I loved the beef, the spicy, savory, gingery broth and the chewy noodles. Again, this dish alone could be a meal for one person and cost just $8.99.

We shared another soup. It was listed on the menu as "Flunder (sic) Fish Fillet with Fresh Chili Pepper and Sour Cabbage." I assumed it would be fish with a spicy red chili sauce.
What arrived was a soup based of light fish broth. It was filled with chunks of flounder, mushrooms and sour cabbage. While my friends enjoyed it and called it "restorative," for me it was more of an acquired taste.

We all enjoyed the "Pancake Scallion Beef." These consisted of flaky scallion pancakes wrapped around beef and sweet hoisin sauce.
We enjoyed them hot and then cold for lunch the next day.

Another dish that will make me return again and again was the "Three Cup Chicken." Jo Jo Taipei offers this dish with a variety of proteins, from tofu to cuttlefish to duck tongue! Each one is simmered with sesame oil, rice wine, water, garlic, ginger and sugar.
This simplistic sounding mixture caramelizes the chicken creating a savory, nutty and completely addictive dish. I know that my kids would love this.

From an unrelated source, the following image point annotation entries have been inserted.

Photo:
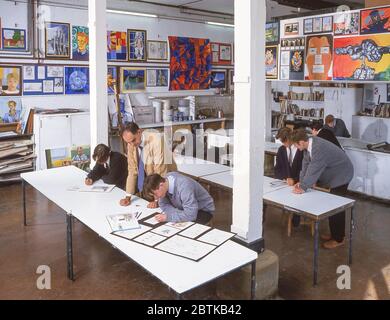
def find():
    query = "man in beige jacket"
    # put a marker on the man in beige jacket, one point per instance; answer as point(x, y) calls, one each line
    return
point(146, 155)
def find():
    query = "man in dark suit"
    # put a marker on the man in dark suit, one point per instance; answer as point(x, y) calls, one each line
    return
point(288, 162)
point(110, 166)
point(319, 131)
point(327, 166)
point(337, 126)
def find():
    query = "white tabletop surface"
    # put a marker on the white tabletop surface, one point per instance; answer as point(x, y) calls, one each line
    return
point(197, 167)
point(92, 208)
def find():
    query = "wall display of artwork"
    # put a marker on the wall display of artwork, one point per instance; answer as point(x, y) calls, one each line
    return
point(57, 40)
point(190, 64)
point(319, 57)
point(271, 62)
point(112, 79)
point(375, 20)
point(157, 50)
point(43, 80)
point(116, 46)
point(10, 81)
point(137, 45)
point(221, 53)
point(346, 23)
point(218, 79)
point(10, 110)
point(157, 77)
point(76, 80)
point(271, 33)
point(318, 25)
point(80, 43)
point(132, 79)
point(362, 58)
point(14, 39)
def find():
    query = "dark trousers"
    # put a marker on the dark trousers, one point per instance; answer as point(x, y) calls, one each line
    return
point(203, 217)
point(337, 221)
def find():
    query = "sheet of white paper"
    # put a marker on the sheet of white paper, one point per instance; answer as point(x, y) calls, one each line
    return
point(194, 231)
point(216, 237)
point(185, 247)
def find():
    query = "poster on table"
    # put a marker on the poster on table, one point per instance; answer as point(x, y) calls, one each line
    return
point(80, 43)
point(43, 80)
point(76, 80)
point(190, 64)
point(319, 57)
point(364, 58)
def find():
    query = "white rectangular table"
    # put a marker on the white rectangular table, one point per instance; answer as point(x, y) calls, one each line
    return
point(313, 204)
point(91, 209)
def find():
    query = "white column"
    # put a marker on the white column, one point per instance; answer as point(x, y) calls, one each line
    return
point(249, 115)
point(98, 71)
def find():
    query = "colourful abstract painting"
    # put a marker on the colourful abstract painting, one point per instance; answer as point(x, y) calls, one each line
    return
point(190, 63)
point(362, 58)
point(375, 20)
point(116, 46)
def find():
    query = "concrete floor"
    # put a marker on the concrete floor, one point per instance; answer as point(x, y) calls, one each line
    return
point(104, 273)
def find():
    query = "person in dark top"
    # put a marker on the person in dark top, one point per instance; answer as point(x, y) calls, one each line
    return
point(288, 163)
point(110, 166)
point(319, 131)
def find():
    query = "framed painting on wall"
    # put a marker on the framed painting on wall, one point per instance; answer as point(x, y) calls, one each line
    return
point(137, 45)
point(375, 20)
point(10, 81)
point(14, 39)
point(157, 50)
point(116, 46)
point(132, 79)
point(57, 40)
point(80, 43)
point(271, 62)
point(76, 80)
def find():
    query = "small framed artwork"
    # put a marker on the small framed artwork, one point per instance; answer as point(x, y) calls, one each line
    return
point(14, 39)
point(10, 81)
point(271, 62)
point(157, 50)
point(116, 46)
point(80, 43)
point(307, 26)
point(137, 45)
point(132, 79)
point(218, 79)
point(157, 77)
point(57, 40)
point(76, 80)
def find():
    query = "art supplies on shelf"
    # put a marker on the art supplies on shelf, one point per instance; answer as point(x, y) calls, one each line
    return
point(123, 222)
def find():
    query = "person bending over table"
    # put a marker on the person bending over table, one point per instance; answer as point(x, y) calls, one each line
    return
point(110, 166)
point(328, 166)
point(288, 163)
point(180, 198)
point(146, 156)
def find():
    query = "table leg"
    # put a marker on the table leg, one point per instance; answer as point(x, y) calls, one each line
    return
point(253, 281)
point(24, 203)
point(316, 247)
point(352, 227)
point(69, 246)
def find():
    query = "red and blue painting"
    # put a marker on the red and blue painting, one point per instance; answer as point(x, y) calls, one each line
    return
point(190, 64)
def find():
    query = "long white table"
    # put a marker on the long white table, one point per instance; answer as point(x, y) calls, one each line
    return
point(315, 205)
point(91, 209)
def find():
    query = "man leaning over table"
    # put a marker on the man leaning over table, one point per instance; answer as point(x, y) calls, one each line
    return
point(328, 166)
point(146, 155)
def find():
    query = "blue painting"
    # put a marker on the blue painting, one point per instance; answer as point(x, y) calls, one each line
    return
point(76, 80)
point(218, 79)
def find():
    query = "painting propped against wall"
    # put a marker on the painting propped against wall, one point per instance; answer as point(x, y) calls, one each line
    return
point(362, 58)
point(190, 63)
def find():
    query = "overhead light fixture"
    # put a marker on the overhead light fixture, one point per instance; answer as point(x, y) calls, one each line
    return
point(133, 13)
point(221, 24)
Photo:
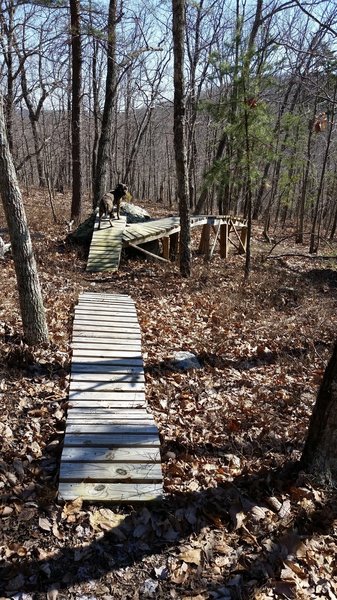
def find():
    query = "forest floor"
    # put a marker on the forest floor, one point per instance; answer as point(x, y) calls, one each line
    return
point(238, 520)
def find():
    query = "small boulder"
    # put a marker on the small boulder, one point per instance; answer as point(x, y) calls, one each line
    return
point(185, 360)
point(134, 213)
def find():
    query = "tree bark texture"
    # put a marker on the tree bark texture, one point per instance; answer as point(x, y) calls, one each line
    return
point(76, 49)
point(30, 297)
point(103, 154)
point(179, 131)
point(320, 451)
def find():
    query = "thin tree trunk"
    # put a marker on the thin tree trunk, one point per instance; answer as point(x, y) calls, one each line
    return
point(30, 297)
point(313, 241)
point(179, 129)
point(320, 451)
point(103, 154)
point(76, 204)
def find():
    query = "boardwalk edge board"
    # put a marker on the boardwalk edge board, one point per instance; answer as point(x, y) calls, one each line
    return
point(111, 444)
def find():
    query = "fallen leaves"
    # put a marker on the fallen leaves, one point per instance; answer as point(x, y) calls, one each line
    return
point(233, 523)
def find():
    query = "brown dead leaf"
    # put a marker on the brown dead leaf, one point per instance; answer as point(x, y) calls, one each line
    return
point(105, 519)
point(72, 508)
point(45, 524)
point(191, 556)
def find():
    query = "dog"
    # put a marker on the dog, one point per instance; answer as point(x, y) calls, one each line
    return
point(106, 205)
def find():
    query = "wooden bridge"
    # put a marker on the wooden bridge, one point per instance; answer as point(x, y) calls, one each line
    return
point(111, 445)
point(107, 242)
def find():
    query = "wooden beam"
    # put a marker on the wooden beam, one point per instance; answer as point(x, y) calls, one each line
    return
point(243, 237)
point(154, 256)
point(224, 231)
point(166, 247)
point(242, 249)
point(174, 246)
point(205, 240)
point(215, 241)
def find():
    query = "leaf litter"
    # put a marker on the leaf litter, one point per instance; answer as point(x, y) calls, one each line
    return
point(238, 519)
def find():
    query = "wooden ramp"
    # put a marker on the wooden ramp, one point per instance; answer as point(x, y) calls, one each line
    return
point(111, 445)
point(148, 231)
point(106, 245)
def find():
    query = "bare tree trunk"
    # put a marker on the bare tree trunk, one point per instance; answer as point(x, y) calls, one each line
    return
point(320, 451)
point(30, 297)
point(178, 7)
point(76, 203)
point(103, 154)
point(314, 239)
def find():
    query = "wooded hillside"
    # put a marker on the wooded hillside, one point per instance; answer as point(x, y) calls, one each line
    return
point(262, 73)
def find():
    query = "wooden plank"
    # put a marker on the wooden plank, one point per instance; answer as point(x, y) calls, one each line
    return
point(101, 345)
point(108, 236)
point(150, 254)
point(151, 455)
point(105, 298)
point(127, 492)
point(112, 472)
point(112, 414)
point(110, 362)
point(106, 354)
point(108, 309)
point(111, 428)
point(98, 317)
point(86, 421)
point(116, 404)
point(83, 333)
point(125, 396)
point(108, 369)
point(91, 328)
point(110, 440)
point(107, 386)
point(107, 377)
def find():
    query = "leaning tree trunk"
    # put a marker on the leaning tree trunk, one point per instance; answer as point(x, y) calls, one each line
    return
point(103, 154)
point(320, 451)
point(76, 48)
point(31, 303)
point(178, 7)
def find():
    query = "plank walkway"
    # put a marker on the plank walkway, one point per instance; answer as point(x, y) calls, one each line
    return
point(111, 445)
point(106, 245)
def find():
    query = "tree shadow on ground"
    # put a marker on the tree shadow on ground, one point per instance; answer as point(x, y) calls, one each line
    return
point(321, 277)
point(162, 527)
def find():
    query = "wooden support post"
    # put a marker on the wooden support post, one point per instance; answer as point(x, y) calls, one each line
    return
point(174, 246)
point(166, 247)
point(243, 240)
point(215, 240)
point(205, 240)
point(224, 232)
point(242, 248)
point(150, 254)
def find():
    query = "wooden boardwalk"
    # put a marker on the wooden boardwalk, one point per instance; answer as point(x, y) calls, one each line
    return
point(106, 245)
point(111, 445)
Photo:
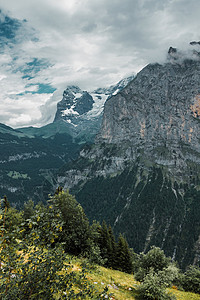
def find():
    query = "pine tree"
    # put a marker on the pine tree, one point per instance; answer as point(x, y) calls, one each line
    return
point(124, 257)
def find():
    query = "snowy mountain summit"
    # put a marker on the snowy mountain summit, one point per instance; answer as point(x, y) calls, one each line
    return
point(82, 111)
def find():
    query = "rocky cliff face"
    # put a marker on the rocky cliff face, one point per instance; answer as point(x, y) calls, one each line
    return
point(158, 113)
point(142, 174)
point(82, 111)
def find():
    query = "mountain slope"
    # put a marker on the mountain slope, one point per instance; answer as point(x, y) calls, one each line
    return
point(142, 174)
point(31, 156)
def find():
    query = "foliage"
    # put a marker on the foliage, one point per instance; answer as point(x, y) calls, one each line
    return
point(191, 279)
point(124, 259)
point(154, 260)
point(156, 274)
point(153, 287)
point(30, 272)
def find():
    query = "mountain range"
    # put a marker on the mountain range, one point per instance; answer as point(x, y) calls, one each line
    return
point(31, 156)
point(142, 173)
point(138, 166)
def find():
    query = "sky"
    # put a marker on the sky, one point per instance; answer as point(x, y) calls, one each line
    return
point(46, 45)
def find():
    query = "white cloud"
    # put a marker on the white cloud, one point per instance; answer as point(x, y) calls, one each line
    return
point(90, 43)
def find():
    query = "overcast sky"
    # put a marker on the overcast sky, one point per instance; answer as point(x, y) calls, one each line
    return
point(46, 45)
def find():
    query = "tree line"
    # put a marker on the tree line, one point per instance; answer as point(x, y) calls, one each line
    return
point(60, 228)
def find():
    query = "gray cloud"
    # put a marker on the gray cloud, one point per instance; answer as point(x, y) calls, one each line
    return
point(90, 43)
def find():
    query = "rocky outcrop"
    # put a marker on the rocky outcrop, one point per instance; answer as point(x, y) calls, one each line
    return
point(142, 174)
point(82, 111)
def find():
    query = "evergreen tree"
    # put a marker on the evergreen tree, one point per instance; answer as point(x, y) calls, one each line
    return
point(76, 233)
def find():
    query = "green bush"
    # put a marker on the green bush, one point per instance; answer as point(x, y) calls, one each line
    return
point(154, 286)
point(191, 279)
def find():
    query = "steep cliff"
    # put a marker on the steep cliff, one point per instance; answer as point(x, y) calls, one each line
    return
point(142, 174)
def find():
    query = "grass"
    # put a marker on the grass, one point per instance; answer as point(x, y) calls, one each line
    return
point(122, 286)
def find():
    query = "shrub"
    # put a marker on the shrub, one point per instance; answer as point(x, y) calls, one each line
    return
point(191, 279)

Finally, our last main dish was "Eggplant with Garlic Sauce."
It was gorgeous to look and was very tasty, though I have had other versions that are a bit more flavorful.

We ended with another dessert that was not on most menus: grass jelly soup.
This thick, black porridge tasted earthy, nutty and a bit like jellied dark tea. Again, it had tapioca and read beans. I liked ending the meal with a dessert that wasn't too sweet, but I am not sure I would have it again.

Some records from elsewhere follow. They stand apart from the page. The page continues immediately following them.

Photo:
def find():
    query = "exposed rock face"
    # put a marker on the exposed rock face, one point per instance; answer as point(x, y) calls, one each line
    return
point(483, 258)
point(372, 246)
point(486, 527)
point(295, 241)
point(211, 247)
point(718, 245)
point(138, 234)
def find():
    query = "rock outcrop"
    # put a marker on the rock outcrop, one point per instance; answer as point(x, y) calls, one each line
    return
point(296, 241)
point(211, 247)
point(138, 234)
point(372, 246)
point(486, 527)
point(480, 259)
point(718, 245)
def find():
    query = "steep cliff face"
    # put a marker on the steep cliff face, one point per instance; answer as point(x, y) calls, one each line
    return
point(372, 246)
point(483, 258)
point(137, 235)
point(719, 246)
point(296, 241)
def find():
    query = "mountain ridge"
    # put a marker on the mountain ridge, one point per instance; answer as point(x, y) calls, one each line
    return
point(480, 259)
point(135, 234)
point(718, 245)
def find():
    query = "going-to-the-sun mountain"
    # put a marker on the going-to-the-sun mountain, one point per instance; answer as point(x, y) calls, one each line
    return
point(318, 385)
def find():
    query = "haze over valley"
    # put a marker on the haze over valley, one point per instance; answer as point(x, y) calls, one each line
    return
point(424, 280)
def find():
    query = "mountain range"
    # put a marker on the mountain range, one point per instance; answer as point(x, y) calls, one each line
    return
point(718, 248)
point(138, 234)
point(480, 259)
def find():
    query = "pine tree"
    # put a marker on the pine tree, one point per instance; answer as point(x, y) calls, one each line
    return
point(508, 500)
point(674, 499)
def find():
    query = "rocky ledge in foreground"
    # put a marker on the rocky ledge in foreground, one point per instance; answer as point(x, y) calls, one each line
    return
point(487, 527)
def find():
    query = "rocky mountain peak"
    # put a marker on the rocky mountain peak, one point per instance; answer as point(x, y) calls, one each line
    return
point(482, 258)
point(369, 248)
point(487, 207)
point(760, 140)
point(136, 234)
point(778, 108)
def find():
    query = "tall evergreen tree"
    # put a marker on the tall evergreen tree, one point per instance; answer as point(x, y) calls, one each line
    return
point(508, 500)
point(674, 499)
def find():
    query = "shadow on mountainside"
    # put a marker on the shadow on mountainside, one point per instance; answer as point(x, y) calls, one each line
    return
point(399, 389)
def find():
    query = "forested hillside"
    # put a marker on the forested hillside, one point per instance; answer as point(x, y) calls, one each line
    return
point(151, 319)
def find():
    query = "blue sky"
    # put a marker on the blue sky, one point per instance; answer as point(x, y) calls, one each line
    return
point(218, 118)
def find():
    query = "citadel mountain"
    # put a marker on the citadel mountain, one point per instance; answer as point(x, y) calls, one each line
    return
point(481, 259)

That being said, I will be back so many times to this wonderful restaurant. Despite ordering so much, we barely touched the breadth of dishes. My friend recommended the Dan Zai noodles, while Chowhounders had highlighted the Singapore noodles and the Sugar Cane Chicken. And just as we finished our meal, we noticed two other delicious looking dishes: salted chicken and Chinese Squash, a vegetable dish that made my friend sigh with adoration.

And, if you go, I encourage you to comment here and share other dishes that you loved!